Stephen Harper's Conservative rule up until this point was already something of an anomaly, with his previous terms in office under a minority government. In retrospect, it's astonishing that Harper dominated the political landscape through much of the 2000s despite the fact that the Conservative party hadn't won a majority since 1988. In March, when the government was found to be in contempt of parliament – another precedent in the Commonwealth parliamentary system – Harper's government fell, forcing the 2 May elections. The results of the election now give him four years of full-blown Conservative rule, a fact that hasn't been welcomed by those who see him as Canada's George Bush: Naomi Klein tweeted that a "hair-raising shock doctrine is coming our way", as Harper now has the mandate to pursue his cuts to welfare provision and what many see as his support of environmental destruction (bear in mind that one of Harper's milder actions on the environment was to dismiss the Kyoto protocol a "socialist scheme".

But as Harper assumes office as the leader of a majority government, the composition of the parliament looks almost unrecognisable. Not only have the Liberals lost their position as the main party of opposition, but the party leader, the once seemingly indomitable Michael Ignatieff lost his own seat in what's being described as an 'historical collapse' of the Liberals, previously one of Canada's two main parties. In a strange parallel to this collapse of the Liberals, the Bloc Québécois leader Gilles Duceppe is resigning after losing his own riding, while the Bloc Québécois' support has imploded to the point where it is hard to image the Québec sovereignty movement resurfacing as a national issue (can you be a "bloc" when you only have four seats in parliament?).

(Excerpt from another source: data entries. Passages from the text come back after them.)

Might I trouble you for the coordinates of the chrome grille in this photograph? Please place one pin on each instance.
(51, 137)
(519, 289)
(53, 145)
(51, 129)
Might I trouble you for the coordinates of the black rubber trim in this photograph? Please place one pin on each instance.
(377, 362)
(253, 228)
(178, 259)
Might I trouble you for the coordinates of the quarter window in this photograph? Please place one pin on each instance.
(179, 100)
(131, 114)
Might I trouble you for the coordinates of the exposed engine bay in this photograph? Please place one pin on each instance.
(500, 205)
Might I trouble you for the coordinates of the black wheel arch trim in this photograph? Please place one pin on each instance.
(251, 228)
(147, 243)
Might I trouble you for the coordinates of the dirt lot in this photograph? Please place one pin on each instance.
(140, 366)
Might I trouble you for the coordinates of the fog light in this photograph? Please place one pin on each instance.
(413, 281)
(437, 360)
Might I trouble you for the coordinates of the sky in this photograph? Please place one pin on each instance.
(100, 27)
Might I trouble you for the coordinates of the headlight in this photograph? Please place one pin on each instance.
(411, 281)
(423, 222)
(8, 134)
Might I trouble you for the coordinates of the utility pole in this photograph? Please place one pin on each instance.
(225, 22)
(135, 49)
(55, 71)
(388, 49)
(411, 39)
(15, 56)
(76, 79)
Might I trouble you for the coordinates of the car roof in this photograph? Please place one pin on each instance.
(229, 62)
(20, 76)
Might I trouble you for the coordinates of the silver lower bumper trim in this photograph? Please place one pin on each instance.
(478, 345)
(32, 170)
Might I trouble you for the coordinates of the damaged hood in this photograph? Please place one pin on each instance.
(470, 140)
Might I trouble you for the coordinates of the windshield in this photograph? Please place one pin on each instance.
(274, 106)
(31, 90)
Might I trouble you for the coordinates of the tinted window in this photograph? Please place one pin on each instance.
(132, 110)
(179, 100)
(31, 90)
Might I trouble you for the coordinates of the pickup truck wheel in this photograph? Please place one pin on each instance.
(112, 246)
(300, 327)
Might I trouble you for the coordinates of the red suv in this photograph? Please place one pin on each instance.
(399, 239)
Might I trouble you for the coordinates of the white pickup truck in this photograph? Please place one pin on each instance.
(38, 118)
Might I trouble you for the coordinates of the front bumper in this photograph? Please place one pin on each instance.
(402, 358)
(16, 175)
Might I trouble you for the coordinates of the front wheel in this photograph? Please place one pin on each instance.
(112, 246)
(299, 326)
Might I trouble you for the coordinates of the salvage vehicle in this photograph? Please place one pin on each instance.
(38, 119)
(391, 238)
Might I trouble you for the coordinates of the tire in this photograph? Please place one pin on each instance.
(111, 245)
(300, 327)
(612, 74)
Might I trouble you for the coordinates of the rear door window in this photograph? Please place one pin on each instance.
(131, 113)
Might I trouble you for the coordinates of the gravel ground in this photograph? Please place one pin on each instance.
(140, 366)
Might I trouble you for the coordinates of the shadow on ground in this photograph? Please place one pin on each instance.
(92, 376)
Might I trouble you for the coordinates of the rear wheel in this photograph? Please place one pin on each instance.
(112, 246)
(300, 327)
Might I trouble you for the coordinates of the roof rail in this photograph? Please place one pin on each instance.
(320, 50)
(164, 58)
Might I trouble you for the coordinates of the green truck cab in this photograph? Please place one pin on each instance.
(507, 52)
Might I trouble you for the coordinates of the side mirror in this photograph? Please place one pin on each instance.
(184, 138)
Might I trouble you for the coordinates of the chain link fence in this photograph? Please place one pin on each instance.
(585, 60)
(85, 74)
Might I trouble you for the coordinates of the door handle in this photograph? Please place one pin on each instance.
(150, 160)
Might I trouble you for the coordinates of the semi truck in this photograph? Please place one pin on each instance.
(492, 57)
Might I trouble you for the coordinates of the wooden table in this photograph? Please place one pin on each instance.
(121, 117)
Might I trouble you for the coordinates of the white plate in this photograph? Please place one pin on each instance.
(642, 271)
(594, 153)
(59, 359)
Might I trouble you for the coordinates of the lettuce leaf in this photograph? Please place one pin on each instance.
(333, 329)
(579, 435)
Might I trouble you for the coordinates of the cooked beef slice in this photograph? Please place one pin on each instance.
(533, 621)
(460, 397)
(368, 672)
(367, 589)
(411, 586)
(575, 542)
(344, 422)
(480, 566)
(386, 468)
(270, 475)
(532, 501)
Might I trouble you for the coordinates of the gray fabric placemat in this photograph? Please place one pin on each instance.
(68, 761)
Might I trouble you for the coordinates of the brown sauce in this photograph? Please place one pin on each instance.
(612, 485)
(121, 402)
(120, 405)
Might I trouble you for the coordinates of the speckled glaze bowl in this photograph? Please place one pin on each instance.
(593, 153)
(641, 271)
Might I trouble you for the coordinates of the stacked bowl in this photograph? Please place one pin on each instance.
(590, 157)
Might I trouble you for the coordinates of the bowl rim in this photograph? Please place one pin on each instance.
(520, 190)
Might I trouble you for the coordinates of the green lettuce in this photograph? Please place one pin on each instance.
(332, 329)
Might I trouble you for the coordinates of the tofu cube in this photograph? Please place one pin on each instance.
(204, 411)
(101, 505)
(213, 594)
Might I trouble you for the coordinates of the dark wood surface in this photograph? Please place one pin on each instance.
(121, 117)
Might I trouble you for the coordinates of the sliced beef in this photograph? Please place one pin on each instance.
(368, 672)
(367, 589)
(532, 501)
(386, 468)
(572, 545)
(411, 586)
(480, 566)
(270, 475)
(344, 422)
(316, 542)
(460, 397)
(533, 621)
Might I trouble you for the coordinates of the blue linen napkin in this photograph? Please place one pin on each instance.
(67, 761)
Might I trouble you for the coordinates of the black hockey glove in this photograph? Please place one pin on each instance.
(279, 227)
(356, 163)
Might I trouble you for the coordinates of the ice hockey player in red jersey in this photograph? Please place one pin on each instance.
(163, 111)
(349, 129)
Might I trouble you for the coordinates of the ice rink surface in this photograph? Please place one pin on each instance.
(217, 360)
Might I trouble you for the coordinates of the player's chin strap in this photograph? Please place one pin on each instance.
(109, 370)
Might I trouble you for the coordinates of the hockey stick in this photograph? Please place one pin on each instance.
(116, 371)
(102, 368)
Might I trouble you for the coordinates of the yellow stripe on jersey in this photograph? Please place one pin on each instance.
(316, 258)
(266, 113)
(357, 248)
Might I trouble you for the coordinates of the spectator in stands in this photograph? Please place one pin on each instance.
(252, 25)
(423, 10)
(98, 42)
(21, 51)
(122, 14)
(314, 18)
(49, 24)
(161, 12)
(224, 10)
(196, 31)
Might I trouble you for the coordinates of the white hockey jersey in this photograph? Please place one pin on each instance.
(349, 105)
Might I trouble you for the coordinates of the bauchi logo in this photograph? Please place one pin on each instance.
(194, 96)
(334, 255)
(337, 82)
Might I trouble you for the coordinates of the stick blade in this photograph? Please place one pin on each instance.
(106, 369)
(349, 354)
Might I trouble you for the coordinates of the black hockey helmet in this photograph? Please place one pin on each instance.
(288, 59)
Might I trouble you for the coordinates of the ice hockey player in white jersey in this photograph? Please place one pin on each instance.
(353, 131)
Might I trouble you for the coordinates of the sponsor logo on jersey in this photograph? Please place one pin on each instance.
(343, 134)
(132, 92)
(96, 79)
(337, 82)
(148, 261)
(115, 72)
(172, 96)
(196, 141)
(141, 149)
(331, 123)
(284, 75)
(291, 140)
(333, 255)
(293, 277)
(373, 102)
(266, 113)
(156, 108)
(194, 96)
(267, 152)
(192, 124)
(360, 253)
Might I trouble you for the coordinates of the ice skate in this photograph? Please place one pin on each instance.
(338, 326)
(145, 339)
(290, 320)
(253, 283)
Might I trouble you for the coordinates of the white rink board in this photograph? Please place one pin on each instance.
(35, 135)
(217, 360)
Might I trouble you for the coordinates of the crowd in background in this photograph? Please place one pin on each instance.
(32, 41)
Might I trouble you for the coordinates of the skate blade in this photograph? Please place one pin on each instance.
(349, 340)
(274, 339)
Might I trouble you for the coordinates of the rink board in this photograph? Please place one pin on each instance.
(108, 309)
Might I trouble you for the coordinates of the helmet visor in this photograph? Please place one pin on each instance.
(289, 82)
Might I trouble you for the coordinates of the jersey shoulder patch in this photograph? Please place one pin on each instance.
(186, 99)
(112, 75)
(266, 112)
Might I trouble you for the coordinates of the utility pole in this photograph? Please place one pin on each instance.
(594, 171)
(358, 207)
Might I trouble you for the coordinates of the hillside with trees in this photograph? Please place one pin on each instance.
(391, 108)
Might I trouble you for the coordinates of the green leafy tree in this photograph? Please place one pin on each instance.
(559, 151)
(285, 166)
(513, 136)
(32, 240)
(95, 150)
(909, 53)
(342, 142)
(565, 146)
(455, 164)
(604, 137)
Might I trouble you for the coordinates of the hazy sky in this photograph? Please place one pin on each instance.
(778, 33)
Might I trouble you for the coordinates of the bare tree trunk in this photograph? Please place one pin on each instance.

This unprecedented shift in voting patterns is largely due to the ascendancy of the New Democratic party. The rise of "Jack Mania" – at least, in Québec – for the NDP's leader Jack Layton could be seen in some ways as Canada's 2011 "I agree with Nick" moment: the Conservatives focused most of their campaigning energies on attacking the Liberals and Ignatieff, with the NDP poised to position themselves as the new viable alternative to the Conservatives, as well as sweeping up protest votes to the Bloc Quebecois.

One of the key points of the Conservative campaign to finally secure a majority was built on the premise that another Conservative minority government – which looked possible in the early stages of the campaign – would create a cumbersome coalition of opposition parties. This doesn't sound much like the rhetoric used in first past the post system election campaigns: citing the spectre of unwieldy coalitions to implore the voters to – this time round, please – elect a majority government.

Perhaps the most optimistic parallel between last year's UK election and the sudden reshaping of Canada's political landscape this week is the rise of Elizabeth May, who has just become the first Green MP to be elected to Canadian parliament – and who, like Caroline Lucas, was not invited to the televised campaign debate. May's voice will be sorely needed in opposition to Harper's conservative vision, and her victory, like Caroline Lucas's, was a triumph over the first past the post system under which parties like the Green party lose out.

Although the UK's 2010 election and Canada's 2011 election produced vastly different outcomes – one a period of coalition government, the other ending a of minority government rule – the two elections show that first past the post doesn't ensure a stable two-party system; actual votes still bend the structure in dynamic ways. On his day of legitimate victory under Canada's electoral system, perhaps Harper would prefer it if we didn't notice that one of the interesting parallels is that, for most of his rule so far, Harper's Conservative party, like David Cameron's Conservative party now, didn't have a majority. In any case, now Harper finally has his majority, the image of Canada as America's liberal, progressive neighbour might – like Ignatieff and the Bloc Québécois – also suddenly drop off the political radar.